The number of health professionals infected by Covid-19 in Mozambique has been increasing. At the beginning of the current year, about 300 health professionals tested positive for Covid-19.
Currently, this August, a total of 4,287 health professionals are contaminated.
By the province, Maputo City registered 1,101 cases, leading the list with the highest number of contaminated health professionals. Maputo Province comes next, with a total of 452 – in a list in which Niassa Province, in northern region of Mozambique, holds fewest cases, with 211 infected.
Graphic 1 – Total Number of COVID-19 Infected Health Professional by Province

Maputo City recorded the highest number of deaths of health professionals, with 16 cases. Fallows Gaza Province, with five cases, and finally we have Maputo Province with three cases. Deaths in the remaining provinces vary between two and one.
Graphic 2 – Number of deaths of health professionals by COVID, by province

The high number of deaths and contamination has occurred in this third wave. This worsening situation takes place after the government needs plan, budgeted at USD 700,000,000.00, of which USD 100, 000, 000.00, for prevention and treatment, according to the Covid-19 Fund Use Report.
Although MISAU received the money, complaints about the lack of material and protective equipment for health professionals persist.
In 2020, the Citizen Health Observatory (OCS) denounced the lack of protective equipment in the national hospital unities, describing a scenario at Maputo Central Hospital (HCM), in which health professionals were forced to wear the same mask for a week, while lacking disposable cassocks for them and for the trainees working in the traffic centers.

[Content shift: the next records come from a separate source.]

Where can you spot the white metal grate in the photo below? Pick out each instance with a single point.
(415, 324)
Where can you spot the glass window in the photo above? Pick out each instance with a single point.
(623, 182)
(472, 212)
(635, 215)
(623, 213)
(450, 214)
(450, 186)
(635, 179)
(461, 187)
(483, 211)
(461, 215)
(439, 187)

“They didn’t give us the disposable cassocks when we entered the transit center” the source said, speaking on condition of anonymity.
With the lack of protective material, the health professionals – to avoid contact with viral infections – simply did not go to the workplace. There was also a lack of professionals in various health sectors due to the lack of Personal Protective Material (MPI). When OCS contacted the hospital directions, knew that there was not enough material – it was being rationalized.
According to The National Inventory (SARA 2018), the national average labor force ratio is 6 workers in the specific health area per 10,000 inhabitants.
This means that the contamination of more than 4,000 health professionals directly affects the provision of various services in the hospital units, at a time when the country needs more professionals to assist the patients, considering that, per day, about 1,000 people get infected by Covid-19.
In the context of this pandemic, the use of PPE by health professionals is extremely important to avoid the transmission of Covid-19 and the increase of new cases and deaths among the agents of this professional class.
With the excessive contamination of health agents, the National Health System is going to face a collapse, characterized not only by the lack of equipment, but also by the absence of professionals.
According to the World Health Organization (WHO), about 10% of health professionals fall ill as a result of their professional practice in this pandemic.
The contamination of professionals can mean increase of hospital overload. Thus, many health professionals find themselves in physical and psychological collapse, a fact that can also contribute to a less humanized care in the hospital unites.
OCS defends that MISAU, in coordination with its partners, should prioritize the safety of health professionals, allocating resources that can enable greater availability of PPE in the Sanitary Units. From our point of view, it is a matter of prioritization, since the Government and donors can make use of the same logistics, used in vaccination, for the provision of PPE and other equipment.